Last week, we featured some of our favorite story songs. If you didn’t have a chance to check it out, you can do so by clicking here.
Having sat through a number of auditions lately, I’ve been surprised by the unsettling amount of dramatic up-tempos that feel more “dramatical” than grounded in a real story. This has little to do with how they’re delivered and everything to do with the craft of the songs themselves.

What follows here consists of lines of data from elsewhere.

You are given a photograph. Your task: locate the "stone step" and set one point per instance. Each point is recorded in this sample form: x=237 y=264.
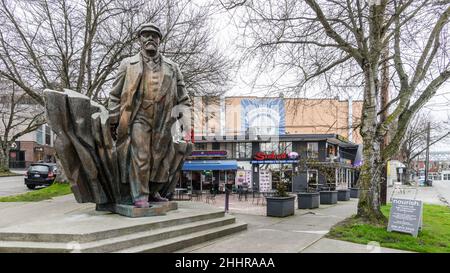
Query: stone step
x=121 y=242
x=147 y=237
x=85 y=237
x=180 y=242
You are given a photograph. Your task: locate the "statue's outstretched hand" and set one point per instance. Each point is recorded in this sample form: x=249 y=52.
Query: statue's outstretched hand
x=113 y=128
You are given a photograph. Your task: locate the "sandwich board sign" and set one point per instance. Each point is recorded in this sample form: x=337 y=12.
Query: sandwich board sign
x=406 y=216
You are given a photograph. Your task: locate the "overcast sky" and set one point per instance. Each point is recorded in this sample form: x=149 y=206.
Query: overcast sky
x=227 y=36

This week we’re highlighting 5 dramatic up-tempo songs for various voice types that strike that fine balance of intention, tone, and pace – songs that allow the voice to soar even while activating a strong given circumstance.
And I Face East
Music & Lyrics by: Josh Kight
Performed by: Austin Lauer
The accompaniment of this song for bass-baritone both mirrors the incessant movement of the subway and echoes the character’s state of mind. The bridge section opens up the purposefully limited harmonic world of the opening while allowing the singer to also explore more of their range. Let’s face it: not many people are writing for bass-baritone and this song is a goodie!
Music & Lyrics: Andy Monroe
Performed by: Andy Monroe
Sometimes the anonymity of the city leaves one crying out in despair, hoping someone will hear. The accompaniment figure leading into the A sections feels incredibly specific to the character’s state of mind. Notice the well-crafted rhyme scheme and the hope in the harmonies of the B sections, which sadly lead us back to the A sections, telling us nothing has changed.
We love Jaime Lozano’s voice as a composer and how he brings it to this story song for belt tenor. The hook is always placed in the middle of each phrase. This allows the rhyme scheme to ground the song structure while making the repeated hook feel both necessary and a surprise each time. While the band brings this song to life, we assure you you’ll get the same favor in the piano accompaniment!
Music & Lyrics: Michael Patrick Walker
Performed by: Lauren Kennedy
This song for high belt/mix smartly paces the vocal and dramatic range, giving the performer a great deal to play from an acting perspective while also allowing for vocal “fireworks.” The character has lived her life under the thumb of an overbearing mother and in the shadow of an attention-grabbing sister. When she finally breaks free, it is with some bad, impulsive choices, leaving her to decide how to move forward. Notice how the lyric sits on the expansive melody. This is the kind of song (and writer) that still allows the character to truly sing while they search for answers.
This is a smart song of questions for legit mezzo. In “Where is the Magic?” we recognized a retelling of the Cinderella story. The song finds a delicate balance between situational humor and the character’s earnest desire to move beyond her given circumstances. Both the lyric and music have the unique quality of being inviting and inventive. Mezzos doesn’t always get these kinds of discoveries, so this song is very much worth singing!